The sensor suite consists of one roof-mounted 64-beam rotating LiDAR, four cameras, two long-range radars, and high-precision GNSS-INS localization. LiDAR point clouds are stored as compressed LAS files, cameras as JPG, radar targets as JSON, and labels as JSON arrays of 3D cuboids and associated 2D boxes (Matuszka et al., 2022). The dataset defines five coordinate systems: global ECEF, body, radar, camera, and image coordinates. All 3D bounding boxes are defined in the body frame, and each annotation includes center position, extent, quaternion orientation, relative velocity, class label, and a unique track ID that is consistent across frames within a scene.

A principal design goal is long-range perception. The dataset contains more than 425,000 3D objects, with about 24% of cuboids lying beyond 75 m from the ego vehicle and annotations extending to about 200 m. The paper contrasts this with lower far-range fractions in Argoverse2, Waymo, nuScenes, and ONCE, and notes a comparatively low percentage of empty boxes beyond 50 m and 75 m (Matuszka et al., 2022). Baseline models are provided for LiDAR-only, camera-only, and multimodal 3D detection, including simple LiDAR-plus-radar fusion by converting radar targets to pseudo point clouds.

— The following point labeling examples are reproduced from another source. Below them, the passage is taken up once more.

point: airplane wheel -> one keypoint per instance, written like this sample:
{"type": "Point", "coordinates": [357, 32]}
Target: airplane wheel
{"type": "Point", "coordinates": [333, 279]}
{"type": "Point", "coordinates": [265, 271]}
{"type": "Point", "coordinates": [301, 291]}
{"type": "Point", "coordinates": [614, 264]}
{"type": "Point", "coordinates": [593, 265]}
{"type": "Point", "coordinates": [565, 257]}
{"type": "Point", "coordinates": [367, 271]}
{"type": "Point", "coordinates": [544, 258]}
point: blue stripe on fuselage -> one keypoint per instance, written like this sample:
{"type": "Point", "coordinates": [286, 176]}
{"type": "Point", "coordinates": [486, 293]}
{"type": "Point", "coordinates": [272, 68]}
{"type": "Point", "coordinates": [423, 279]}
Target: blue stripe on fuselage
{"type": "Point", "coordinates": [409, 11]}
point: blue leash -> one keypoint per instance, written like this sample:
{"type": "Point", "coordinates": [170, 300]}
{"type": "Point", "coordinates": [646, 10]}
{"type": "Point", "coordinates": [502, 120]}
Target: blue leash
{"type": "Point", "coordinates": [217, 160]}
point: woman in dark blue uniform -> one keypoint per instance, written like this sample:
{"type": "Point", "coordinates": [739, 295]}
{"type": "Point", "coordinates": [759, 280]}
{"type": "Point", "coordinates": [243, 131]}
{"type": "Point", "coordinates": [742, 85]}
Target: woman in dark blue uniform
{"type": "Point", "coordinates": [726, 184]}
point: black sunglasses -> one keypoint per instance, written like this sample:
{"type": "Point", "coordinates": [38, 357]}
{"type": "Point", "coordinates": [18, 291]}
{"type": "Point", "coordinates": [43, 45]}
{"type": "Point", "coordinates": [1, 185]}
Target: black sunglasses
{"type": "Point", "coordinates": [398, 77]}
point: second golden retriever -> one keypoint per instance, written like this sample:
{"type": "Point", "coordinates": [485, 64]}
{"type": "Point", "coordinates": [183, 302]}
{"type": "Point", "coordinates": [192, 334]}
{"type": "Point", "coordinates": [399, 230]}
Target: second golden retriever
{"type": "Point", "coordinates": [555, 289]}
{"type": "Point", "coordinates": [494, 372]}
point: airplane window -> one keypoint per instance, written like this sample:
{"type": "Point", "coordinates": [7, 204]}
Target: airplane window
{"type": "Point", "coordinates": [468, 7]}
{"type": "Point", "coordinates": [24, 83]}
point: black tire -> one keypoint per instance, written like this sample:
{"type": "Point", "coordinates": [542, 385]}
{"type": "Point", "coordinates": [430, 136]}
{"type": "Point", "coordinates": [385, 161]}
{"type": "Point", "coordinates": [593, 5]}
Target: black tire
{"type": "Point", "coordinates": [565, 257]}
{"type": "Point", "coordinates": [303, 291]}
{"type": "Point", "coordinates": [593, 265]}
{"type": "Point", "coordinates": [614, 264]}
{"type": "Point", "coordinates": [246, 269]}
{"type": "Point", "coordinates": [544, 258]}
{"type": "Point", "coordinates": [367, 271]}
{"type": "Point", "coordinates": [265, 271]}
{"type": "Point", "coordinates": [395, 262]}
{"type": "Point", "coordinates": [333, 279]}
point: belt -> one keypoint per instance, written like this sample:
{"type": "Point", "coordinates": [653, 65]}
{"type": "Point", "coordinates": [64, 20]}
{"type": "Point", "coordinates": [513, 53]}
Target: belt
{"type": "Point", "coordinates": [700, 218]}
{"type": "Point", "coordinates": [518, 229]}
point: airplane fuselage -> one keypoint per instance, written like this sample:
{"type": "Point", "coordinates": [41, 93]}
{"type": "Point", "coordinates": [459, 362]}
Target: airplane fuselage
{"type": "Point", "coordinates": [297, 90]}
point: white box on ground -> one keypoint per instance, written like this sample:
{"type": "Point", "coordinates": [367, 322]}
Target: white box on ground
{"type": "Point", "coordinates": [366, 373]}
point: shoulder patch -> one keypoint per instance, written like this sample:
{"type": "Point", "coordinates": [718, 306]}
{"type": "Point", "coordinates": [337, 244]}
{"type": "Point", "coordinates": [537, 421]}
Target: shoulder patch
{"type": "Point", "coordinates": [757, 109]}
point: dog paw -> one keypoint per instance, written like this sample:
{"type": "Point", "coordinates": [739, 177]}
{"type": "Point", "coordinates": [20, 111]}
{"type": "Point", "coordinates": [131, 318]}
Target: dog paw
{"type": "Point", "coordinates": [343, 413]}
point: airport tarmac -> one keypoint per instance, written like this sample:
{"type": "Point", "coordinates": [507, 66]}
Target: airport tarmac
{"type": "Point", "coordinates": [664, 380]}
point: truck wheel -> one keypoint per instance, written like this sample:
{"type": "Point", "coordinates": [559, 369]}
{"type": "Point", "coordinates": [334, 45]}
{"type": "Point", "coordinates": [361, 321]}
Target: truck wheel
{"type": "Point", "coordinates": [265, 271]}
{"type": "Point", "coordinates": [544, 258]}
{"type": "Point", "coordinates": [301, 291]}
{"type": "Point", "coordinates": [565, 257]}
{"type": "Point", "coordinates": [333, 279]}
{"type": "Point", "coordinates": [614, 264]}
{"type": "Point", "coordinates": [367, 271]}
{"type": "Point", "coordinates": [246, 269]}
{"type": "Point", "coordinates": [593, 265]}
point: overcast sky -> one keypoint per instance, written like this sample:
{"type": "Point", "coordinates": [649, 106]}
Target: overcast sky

The dataset is positioned as a benchmark for robust multimodal perception under adverse weather, especially because radar improves long-range performance in several regimes while camera inputs help orientation estimation. At the same time, the authors report that naive multimodal fusion can underperform LiDAR-only models in heavy rain, indicating that the dataset is deliberately challenging rather than saturating current fusion methods (Matuszka et al., 2022). In the “AIMIP Phase 1” sense, it is thus an initial large-scale release aimed at long-range, adverse-weather, multi-sensor research rather than a generic driving corpus.